Lorsqu’on va seul dans la vie, ce n’est pas qu’on soit méchant ou délaissé : c’est que le monde entier vous sourit et offre du sens. Lorsqu’on vit seul, ce n’est pas manque de chance ni absence d’amour : c’est que justement jamais on ne se sent seul, que chaque instant déborde de possibles floraisons.
Pour devenir soi et devenir quelque peu libre, il faut lâcher le recours permanent à l’autre, au regard de l’autre. Marcher seul. Refuser l’aide autant que l’apitoiement et la flatterie. La voie solitaire n’engage pas nécessairement à un combat héroïque, elle invite d’abord à la rencontre avec soi-même, à la découverte de cet être qui n’est pas seulement un produit de la société, de la famille, de l’histoire ou de la génétique. Et ici, le précepte du temple de Delphes, invoqué par Socrate, prend toute son ampleur « Connais-toi toi-même, et tu connaîtras l’univers et les dieux ». Son équivalent se trouve dans la mystique de l’islam, avec ce hadîth : « Celui qui se connaît, connaît son Seigneur ». Car il ne s’agit pas d’une introspection, d’une analyse psychologique, mais d’un éveil au Moi céleste, au Moi transcendant qui échappe à toute contingence, à tout conditionnement, à la mort même, et se rencontre dans la solitude, le silence, tout au fond ou plutôt au sommet de la profondeur.

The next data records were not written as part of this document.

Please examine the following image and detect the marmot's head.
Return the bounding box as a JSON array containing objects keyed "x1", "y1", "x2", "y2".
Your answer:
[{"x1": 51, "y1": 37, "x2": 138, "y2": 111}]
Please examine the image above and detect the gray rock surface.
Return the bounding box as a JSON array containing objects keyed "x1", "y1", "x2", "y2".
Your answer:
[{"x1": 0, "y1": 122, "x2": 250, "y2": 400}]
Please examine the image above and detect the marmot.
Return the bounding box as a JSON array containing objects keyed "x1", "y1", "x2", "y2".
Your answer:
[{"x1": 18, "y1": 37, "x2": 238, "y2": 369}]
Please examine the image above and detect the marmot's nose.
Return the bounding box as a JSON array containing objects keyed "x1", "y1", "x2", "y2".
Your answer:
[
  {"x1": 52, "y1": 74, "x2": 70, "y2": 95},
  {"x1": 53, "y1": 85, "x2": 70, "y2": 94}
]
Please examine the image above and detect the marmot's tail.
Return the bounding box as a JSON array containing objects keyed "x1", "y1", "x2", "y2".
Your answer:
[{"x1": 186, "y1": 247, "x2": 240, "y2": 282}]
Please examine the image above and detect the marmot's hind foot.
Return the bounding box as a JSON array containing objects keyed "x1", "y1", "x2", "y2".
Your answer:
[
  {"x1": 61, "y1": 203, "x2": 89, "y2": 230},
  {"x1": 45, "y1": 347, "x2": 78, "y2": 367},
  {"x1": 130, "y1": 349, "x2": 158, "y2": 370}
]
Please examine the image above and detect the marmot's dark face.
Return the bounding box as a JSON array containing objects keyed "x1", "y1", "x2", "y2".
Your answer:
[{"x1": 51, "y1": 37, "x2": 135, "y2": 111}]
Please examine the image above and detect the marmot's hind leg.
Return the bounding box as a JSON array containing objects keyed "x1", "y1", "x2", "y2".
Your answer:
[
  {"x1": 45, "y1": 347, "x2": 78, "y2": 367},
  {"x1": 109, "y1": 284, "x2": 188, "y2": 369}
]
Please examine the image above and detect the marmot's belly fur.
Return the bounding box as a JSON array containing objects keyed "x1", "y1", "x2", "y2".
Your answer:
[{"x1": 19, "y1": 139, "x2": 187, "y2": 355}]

Par la puissance et l’intensité qu’elle recèle, la solitude tient à la fois de l’insolence et de l’insolation. Elle peut faire office de détonateur au sein d’un monde tiède et mou et ouvrir de grandes perspectives. C’est pourquoi tout humain pourvu de quelque conscience et dignité devrait apprendre à bâtir sa solitude, à l’habiter avec agrément, et aussi à la défendre contre tous les niveleurs de citadelle et rongeurs de liberté. Cette solitude peut paraître dure, intransigeante. Certes, elle est haute, même élancée, mais elle n’a rien de désolé : c’est comme un amandier qui, même seul et même en temps de guerre, persiste à fleurir ; c’est comme une nef partant sur l’océan ; c’est comme une flèche légère se perdant dans l’azur. »
–– JACQUELINE KELEN, Prologue à « L’Esprit de Solitude »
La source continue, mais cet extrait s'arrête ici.